In terms of Trade (% of GDP) India lags China at least by 10 years as also can be seen in the work of Krishna Ravikumar. I would also like to bring to notice that here again the curve is a lot similar to the others that were pointed out. Clearly shows how all these indicators affect each other very much. Here also at exact 1980-1985 period, India is toppled by China

In [24]:
plot_indicator(indicatorcodesofwork[12])

**GDP (constant LCU)**

In [25]:
plot_indicator(indicatorcodesofwork[13])

**GDP per capita (constant 2005 US $)**

This is again one graph that pinmarks the exact change of economy at 1985 where the two curves representing Chinese and Indian economy intersects and thereby a steep rise of Chinese economy. Although the nature of the curves not so similar like those pointed out previously to be similar, the Indicator can be concluded to be interdependent with those others found co-related.  

In [26]:
plot_indicator(indicatorcodesofwork[14])

**GNI per capita (current LCU)**

In [27]:
plot_indicator(indicatorcodesofwork[15])

**Net income from abroad (current US $)**

A very diverse graph where India is running as per with China.

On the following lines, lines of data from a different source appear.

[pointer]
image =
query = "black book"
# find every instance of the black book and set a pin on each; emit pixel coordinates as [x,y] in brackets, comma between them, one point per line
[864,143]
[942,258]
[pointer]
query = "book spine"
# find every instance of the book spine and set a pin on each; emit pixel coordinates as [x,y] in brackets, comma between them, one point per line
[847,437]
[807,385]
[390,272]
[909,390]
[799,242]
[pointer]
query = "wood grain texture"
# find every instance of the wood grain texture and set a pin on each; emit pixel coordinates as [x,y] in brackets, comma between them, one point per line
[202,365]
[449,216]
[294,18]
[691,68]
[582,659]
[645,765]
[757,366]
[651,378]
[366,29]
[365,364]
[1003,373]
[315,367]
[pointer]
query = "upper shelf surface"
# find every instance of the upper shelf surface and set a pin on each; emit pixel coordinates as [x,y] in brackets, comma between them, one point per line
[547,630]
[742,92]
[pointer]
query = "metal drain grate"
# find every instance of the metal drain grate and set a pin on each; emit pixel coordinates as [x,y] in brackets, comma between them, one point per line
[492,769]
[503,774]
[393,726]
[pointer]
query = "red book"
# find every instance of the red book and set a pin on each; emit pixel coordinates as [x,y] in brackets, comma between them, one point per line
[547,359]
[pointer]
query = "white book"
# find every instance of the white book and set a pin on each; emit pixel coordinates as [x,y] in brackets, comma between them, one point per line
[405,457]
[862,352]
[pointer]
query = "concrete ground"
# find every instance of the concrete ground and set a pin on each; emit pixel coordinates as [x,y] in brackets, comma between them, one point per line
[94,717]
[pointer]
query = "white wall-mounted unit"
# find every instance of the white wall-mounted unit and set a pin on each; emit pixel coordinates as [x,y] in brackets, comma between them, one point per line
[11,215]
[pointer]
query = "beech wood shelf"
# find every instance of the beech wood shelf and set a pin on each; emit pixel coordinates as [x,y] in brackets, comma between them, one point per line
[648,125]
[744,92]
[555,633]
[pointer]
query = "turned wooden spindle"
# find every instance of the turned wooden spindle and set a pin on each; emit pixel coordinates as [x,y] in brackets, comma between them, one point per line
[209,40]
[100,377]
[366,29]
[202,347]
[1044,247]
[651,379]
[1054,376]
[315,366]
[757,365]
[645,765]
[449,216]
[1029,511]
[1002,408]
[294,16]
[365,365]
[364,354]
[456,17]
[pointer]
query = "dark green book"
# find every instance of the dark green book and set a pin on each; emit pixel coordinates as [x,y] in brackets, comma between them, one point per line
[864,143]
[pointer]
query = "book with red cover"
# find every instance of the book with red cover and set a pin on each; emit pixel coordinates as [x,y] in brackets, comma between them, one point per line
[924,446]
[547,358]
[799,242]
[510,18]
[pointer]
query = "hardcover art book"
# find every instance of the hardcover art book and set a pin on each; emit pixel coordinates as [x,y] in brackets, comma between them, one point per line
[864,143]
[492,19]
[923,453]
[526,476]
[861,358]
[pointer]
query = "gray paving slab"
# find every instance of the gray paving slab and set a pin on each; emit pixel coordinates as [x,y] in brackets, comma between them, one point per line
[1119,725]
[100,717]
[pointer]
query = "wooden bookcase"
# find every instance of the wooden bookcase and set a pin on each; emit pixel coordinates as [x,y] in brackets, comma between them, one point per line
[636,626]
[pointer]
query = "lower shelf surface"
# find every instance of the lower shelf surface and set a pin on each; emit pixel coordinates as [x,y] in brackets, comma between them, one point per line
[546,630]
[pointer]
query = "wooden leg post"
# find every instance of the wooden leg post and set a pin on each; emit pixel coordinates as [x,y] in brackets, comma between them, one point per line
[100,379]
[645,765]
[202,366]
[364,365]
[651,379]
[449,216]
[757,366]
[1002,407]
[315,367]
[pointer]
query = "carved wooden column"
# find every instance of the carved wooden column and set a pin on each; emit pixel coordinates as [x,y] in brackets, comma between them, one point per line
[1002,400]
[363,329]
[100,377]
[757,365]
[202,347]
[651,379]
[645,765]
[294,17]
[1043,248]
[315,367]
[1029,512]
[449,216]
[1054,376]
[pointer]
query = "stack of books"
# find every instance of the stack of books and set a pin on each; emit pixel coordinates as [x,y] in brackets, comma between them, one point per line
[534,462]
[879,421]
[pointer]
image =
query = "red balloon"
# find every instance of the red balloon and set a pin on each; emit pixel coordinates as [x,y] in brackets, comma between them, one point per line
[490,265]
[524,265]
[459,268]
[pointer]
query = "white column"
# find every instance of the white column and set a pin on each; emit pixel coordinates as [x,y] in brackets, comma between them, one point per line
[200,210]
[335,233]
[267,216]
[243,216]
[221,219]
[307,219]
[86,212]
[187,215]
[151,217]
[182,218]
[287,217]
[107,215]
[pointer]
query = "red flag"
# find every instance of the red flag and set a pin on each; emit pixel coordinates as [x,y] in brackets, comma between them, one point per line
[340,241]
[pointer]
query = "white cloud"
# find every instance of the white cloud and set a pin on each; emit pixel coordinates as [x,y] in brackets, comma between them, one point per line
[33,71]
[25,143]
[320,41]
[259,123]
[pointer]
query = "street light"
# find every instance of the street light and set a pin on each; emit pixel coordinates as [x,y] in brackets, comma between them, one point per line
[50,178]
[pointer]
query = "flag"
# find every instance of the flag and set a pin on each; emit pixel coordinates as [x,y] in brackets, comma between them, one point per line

Surely this indicator doesn't matter in determining our aim.

In [29]:
plot_indicator(indicatorcodesofwork[17])

**Gross domestic savings (% of GDP)**

Again another graph where India needs to develop much as China is giving a huge lead from very beginning. 
This graph is very similar to that of Manufacturing, value added and Industry value added.

In [30]:
plot_indicator(indicatorcodesofwork[18])

**Household Final Consumption Expenditure, etc. (% of GDP)**

In [33]:
plot_indicator(indicatorcodesofwork[20])

**Gross National Expenditure (% of GDP)**

In [32]:
plot_indicator(indicatorcodesofwork[19])

**CONCLUSION**

From the above data visulaizations, we can draw the following conclusions :-

* **India lags China in terms of Trade and Economy by many years (at least 10)**.
* The period **1980-1985 sees a massive boost in trade and economy of China** and from then on China begins to advance over India in trade and economy and is still ahead.
* The indicators **Changes in Inventories, Exports of Goods and Services, Imports of Goods and services, GDP at market prices, Merchandise Trade, GDP per Capita and Trade (% of GDP) are very much inter-realted to each other and show a same pattern of growth**.
* The indicators **Manufacturing, value added, Gross domestic savings and Industry, value added are similar in pattern of curve**. 
* India needs to lower its Services which is much higher than that of China.
* **India in terms of Agricultural value added leads China** and hence focus must be given on that to make a better advancement in it. 
* The massive difference between China and India as seen in Manufacturing, value added, Gross domestic savings and Industry, value added must be adjusted.
* The **steep fall seen at the end of the curve of Trade (% of GDP) must be taken care of and all the curves that are pointed to be inter-related has to be treated similarly**.